Según el diccionario no oficial, el famoso término “proyecto de ley” tan usado por nuestros políticos y funcionarios, se define como la manera de alzarse el cuello con buenas intenciones, que de antemano se sabe, jamás serán aprobadas.

Pues bien, uno de estos “proyectos de ley”, surgió a finales de los años cuarenta, cuando se comenzó a hablar de esos indigentes que vagaban por las colonias más humildes y que en época de lluvias y en el invierno, no tenían un techo en donde guarecerse.
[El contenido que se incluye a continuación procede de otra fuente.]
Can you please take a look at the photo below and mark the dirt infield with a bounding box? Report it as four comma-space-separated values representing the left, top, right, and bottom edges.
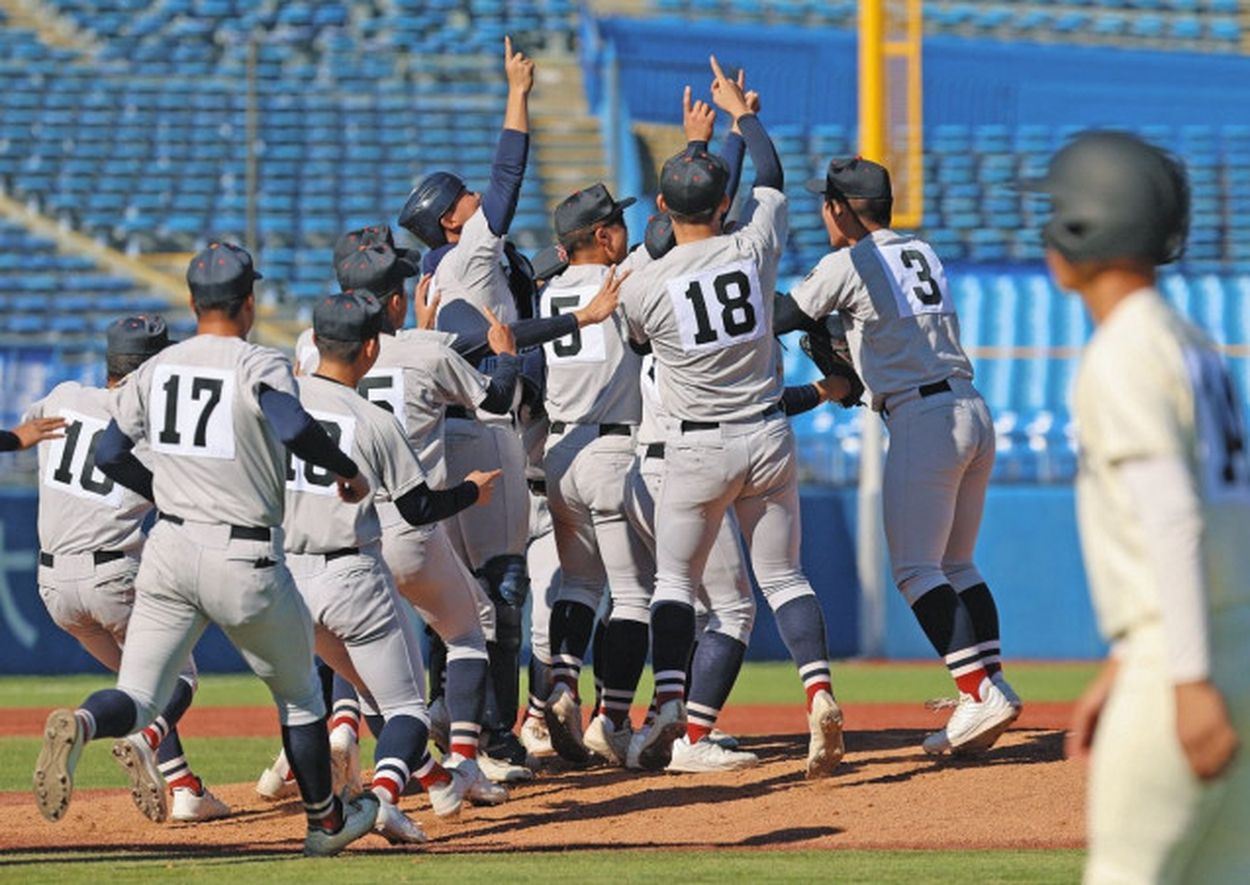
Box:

Algunos grupos criticaron el derroche que había emprendido el gobierno capitalino en la ampliación de algunas calles, así como en los ornamentos de algunos edificios públicos; dinero, con el que, según se afirmaba, podrían haberse costeado algunos albergues para hacer frente al problema de las personas sin techo.
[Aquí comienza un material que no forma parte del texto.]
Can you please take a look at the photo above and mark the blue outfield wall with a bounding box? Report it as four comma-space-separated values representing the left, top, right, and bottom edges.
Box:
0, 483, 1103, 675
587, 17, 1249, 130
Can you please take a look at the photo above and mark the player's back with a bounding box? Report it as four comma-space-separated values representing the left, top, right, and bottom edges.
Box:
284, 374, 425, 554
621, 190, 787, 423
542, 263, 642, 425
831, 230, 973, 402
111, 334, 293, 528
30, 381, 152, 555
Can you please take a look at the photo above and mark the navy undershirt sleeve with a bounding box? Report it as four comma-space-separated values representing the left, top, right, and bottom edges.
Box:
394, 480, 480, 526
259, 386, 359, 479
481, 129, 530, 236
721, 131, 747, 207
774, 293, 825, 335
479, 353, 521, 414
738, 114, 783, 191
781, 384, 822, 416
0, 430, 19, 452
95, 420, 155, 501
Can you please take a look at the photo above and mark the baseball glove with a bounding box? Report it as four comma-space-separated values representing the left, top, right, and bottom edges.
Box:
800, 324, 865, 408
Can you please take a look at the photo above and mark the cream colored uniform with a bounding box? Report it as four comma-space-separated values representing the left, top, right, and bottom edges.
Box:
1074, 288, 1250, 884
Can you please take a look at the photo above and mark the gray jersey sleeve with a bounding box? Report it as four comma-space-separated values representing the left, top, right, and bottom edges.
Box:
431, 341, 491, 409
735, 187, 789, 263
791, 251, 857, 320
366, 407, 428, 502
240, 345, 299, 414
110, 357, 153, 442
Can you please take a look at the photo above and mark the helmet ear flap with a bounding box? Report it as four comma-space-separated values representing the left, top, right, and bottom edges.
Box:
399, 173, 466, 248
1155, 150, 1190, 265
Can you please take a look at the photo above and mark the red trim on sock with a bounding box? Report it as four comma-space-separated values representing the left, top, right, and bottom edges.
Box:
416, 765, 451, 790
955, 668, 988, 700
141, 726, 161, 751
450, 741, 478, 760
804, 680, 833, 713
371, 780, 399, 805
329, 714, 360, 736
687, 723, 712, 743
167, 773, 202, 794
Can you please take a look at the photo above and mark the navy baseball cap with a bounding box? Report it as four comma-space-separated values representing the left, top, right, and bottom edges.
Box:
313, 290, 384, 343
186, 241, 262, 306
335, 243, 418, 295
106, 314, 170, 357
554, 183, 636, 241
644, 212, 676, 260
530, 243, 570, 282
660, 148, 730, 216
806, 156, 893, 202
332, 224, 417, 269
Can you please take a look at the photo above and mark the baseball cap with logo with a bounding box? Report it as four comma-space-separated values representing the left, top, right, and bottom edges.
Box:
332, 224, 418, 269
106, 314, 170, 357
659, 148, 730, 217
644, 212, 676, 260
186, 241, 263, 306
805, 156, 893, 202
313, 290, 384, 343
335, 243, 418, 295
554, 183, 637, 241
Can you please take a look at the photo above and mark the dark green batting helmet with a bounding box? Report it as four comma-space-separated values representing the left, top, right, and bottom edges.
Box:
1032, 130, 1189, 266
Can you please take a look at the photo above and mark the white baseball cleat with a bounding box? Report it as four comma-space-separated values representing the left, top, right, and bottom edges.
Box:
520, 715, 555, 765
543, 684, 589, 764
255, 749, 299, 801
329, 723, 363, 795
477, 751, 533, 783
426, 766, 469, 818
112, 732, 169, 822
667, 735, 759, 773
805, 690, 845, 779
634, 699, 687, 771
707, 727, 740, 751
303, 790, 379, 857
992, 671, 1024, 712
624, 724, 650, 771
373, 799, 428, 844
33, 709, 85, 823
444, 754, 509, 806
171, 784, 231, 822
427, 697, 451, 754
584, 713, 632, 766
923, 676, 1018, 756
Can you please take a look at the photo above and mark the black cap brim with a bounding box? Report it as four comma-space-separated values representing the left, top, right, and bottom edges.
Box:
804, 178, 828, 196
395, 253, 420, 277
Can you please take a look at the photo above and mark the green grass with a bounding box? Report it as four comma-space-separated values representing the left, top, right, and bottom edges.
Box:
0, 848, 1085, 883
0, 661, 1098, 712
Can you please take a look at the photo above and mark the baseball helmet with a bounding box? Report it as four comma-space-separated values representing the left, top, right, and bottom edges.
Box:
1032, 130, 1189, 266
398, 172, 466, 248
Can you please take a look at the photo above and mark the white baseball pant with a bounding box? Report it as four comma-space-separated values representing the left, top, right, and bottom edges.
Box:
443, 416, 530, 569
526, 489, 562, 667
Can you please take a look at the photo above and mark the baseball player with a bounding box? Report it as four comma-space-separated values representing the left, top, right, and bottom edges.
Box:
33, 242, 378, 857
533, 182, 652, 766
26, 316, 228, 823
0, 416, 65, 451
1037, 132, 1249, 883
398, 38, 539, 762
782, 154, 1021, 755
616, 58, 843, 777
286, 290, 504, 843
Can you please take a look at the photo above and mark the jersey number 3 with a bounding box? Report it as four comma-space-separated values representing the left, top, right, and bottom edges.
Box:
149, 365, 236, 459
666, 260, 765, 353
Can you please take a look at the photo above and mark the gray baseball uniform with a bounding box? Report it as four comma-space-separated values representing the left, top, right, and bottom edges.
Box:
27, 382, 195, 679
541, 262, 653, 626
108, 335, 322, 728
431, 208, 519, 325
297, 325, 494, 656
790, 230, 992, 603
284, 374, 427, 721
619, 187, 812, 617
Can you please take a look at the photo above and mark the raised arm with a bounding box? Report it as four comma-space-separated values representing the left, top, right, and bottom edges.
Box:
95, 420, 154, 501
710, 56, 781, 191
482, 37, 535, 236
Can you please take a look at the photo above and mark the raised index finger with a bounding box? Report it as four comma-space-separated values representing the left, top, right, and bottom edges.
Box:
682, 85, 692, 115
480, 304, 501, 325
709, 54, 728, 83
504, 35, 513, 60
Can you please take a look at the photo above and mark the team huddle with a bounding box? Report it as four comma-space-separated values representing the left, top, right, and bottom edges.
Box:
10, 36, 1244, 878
En realidad, todo el asunto comenzó en 1949 después de que dos periódicos capitalinos publicaron artículos sobre el deceso de un indigente a causa del frío que azotó a la ciudad de México a finales de noviembre de ese año.
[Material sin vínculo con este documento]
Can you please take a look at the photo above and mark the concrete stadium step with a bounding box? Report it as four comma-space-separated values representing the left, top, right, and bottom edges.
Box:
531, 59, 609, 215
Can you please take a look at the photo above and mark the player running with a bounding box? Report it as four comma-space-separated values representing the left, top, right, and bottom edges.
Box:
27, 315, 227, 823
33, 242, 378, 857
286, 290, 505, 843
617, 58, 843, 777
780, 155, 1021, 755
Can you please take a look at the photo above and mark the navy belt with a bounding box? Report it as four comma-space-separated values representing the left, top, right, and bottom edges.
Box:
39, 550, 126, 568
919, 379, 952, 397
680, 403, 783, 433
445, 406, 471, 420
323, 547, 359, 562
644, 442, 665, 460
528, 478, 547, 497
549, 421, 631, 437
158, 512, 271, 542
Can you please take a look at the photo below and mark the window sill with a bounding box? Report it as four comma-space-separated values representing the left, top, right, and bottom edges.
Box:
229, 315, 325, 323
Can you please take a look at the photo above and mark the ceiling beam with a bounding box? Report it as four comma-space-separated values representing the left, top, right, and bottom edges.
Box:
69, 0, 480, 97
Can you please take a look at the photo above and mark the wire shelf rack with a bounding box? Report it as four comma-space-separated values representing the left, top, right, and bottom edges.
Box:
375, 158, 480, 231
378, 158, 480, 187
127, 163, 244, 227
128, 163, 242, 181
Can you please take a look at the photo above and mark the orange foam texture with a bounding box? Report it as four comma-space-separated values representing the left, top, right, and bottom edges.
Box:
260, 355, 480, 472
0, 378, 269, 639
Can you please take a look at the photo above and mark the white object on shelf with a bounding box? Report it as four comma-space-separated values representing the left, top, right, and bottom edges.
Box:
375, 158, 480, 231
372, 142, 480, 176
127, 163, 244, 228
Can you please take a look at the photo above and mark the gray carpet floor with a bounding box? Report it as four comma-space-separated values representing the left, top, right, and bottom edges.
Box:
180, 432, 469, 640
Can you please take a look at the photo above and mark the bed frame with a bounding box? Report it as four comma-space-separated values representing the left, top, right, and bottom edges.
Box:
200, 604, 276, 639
Rápidamente los funcionarios de salud y del Departamento del Distrito Federal comenzaron a declarar a diestra y siniestra que ya “estaban sobre el escritorio varios proyectos de ley, en los cuales se contemplaba la instalación de albergues de emergencia para las personas de la calle. Incluso en un extraño acto proselitista armado al alimón, el presidente Ruiz Cortines, colocó algunos ladrillos de lo que sería el primer “albergue público”, de un programa fantasma que hoy ni siquiera aparece en los archivos oficiales.

Las buenas intenciones quedarían así en el papel por un largo rato y mientras tanto se suscitaron más incidentes de vagabundos que eran víctimas del frío. Recién en el año de 1955 la prensa se volvería a ocupar del asunto a causa de una mujer de edad avanzada que falleció por hipotermia en los alrededores de la antigua estación de Mercaderes.

Sería hasta el invierno de 1956 cuando las autoridades pondrían en marcha una especie de experimento social propuesto por un grupo altruista, el cual estaba dirigido por religiosas y mujeres de alcurnia, entre ellas, la esposa de un alto funcionario del gobierno de esa época. Las acciones pretendían hacer uso de predios como bodegas, almacenes o casonas deshabitadas, para instalar literas y proporcionar albergue en los barrios más pobres.

Cerca del barrio de la Bondojito, el grupo instaló dentro de una casona, propiedad de uno de sus miembros, el primer albergue de invierno para personas de la calle. Más rápido de lo que canta un gallo se llenó de personas, sobre todo porque los voluntarios, haciendo gala de generosidad, repartieron cenas en unas mesas que colocaron en la calle.

Rápidamente los medios informativos recibieron aviso, y durante los siguientes días, más de un funcionario se dio una vuelta por el lugar para hacer sus consabidas declaraciones. Como quien dice, con el experimento todos salieron ganando en cuestiones de imagen ante la opinión pública.

Sin embargo, pronto llegaría la triste realidad y la iniciativa quedaría como una más de las “llamaradas de petate”, apoyadas por nuestras autoridades.

Tomando en cuenta los costos diarios del mencionado albergue de la Bondojito, a todas vistas resultaba que estos eran económicamente incosteables, al menos que hubiese un organismo o empresa que quisiera desembolsar por buena voluntad, miles de pesos al mes. Por si fuera poco, las damas de alcurnia se cansaron de hacer diariamente largos viajes para repartir comida, y de ribete, se supo que algunos vagabundos introducían su anforita de alipús para sortear las noches de intenso frío.

A mediados de febrero de 1957, menos de dos meses después de iniciado el proyecto, éste cerró nuevamente sus puertas, echando a los chilapastrosos de nueva cuenta a la calle... Al fin de cuentas, las cámaras y los reporteros ya ni se aparecían, y como donde no hay circo, tampoco hay ganancia, más valía en adelante no andarse conmoviendo por esos pelados sin techo, sin educación y sin futuro.